La trentaine de propositions effectuées mardi par l'UMP lors d'une convention sur la Défense ne sont pas passées inaperçues, en cette période de pré-campagne. Une d'entre elles fait surtout parler, celle sur l'"allégeance aux armes".

Le parti présidentiel souhaiterait en effet que des Français jeunes ou naturalisés fassent "allégeance aux armes" du pays, comme l'a expliqué à Europe 1 Hervé Mariton, conseiller politique de l'UMP chargé des questions de défense. "On demande à chaque jeune Français, au moment de la journée de citoyenneté, ou au moment où il devient français par naturalisation de dire, si d'aventure les circonstances le commandent, 'je suis prêt à servir mon pays'", explique-t-il.

L'explication de texte de Copé

Mais l'idée divise au sein même de la majorité. A tel point que Jean-François Copé a dû s'adonner au difficile exercice de l'explication de texte pour désamorcer la polémique.
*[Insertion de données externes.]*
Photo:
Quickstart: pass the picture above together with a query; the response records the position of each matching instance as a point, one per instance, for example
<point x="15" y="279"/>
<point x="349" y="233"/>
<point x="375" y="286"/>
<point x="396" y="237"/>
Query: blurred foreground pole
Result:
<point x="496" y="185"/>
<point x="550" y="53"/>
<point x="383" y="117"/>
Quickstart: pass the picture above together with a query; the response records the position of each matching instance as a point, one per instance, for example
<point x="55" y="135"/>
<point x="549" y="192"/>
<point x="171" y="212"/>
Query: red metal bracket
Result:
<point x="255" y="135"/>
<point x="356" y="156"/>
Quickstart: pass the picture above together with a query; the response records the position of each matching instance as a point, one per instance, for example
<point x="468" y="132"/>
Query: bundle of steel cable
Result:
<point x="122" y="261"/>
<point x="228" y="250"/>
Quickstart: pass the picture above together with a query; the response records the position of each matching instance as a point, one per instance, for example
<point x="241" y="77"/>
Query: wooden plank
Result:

Sur LCI, le numéro un de l'UMP a précisé qu'il s'agissait d'un "document de travail sur lequel nous avançons". "Peu importe le terme... Je peux comprendre que celui 'd'allégeance' ne plaise pas. On peut parler d'engagement de loyauté, d'engagement solennel ou d'engagement tout court", a ensuite tempéré le secrétaire général du parti majoritaire mercredi lors de son point presse hebdomadaire.

Le député-maire de Meaux a ensuite contre-attaqué. "Je trouve scandaleux et indigne que le seul fait de parler de l'amour de la patrie puisse être considéré par certains commentateurs comme politiquement incorrect au point (qu'ils) osent faire le parallèle avec Vichy, l'une des pages les plus honteuses de notre histoire", a-t-il lancé. "Il ne vous a pas échappé que Mme Le Pen s'est jointe à la gauche et que la gauche s'est jointe à Mme Le Pen pour critiquer nos propositions. Comprenne qui pourra..."

Une idée qui "gêne" aux entournures"

N'empêche, même à droite, le scepticisme guette. Chez Gérard Longuet, par exemple. Le ministre de la Défense s'est dit "un peu" gêné. "L'idée est bonne, mais il faut travailler la sémantique", a-t-il déclaré à des journalistes. Même son de cloche du côté du ministre de l'Education, Luc Chatel, qui a affirmé que la formulation d'"allégeance" aux armes" n'était "pas appropriée", mardi matin sur Europe 1.

Hervé Mariton a reconnu d'ailleurs lui-même que "le mot allégeance est un peu fort".

"Le mot allégeance est peut-être un peu fort" :

Arno Klarfeld cite le Maréchal Pétain

Mais la critique la plus dure est venue, à droite, d'Arno Klarsfeld. "C'est mauvais et dangereux, et il ne faut pas que certains députés de l'UMP essaient de copier sur les copies de leurs voisins d'extrême droite", a déclaré le nouveau président de l'Office français de l'immigration et de l'intégration (Ofii) sur France Inter. Avant de rappeler que "le dernier serment d'allégeance qui a été fait en France, ça été au Maréchal Pétain, et tout le monde se souvient du bras levé de Bousquet, et peut-être même de Mitterrand devant le Maréchal Pétain". Réponse de Copé : "s'il a fait ce lien, je ne suis pas sûr que ce soit quelque chose qui l'honore".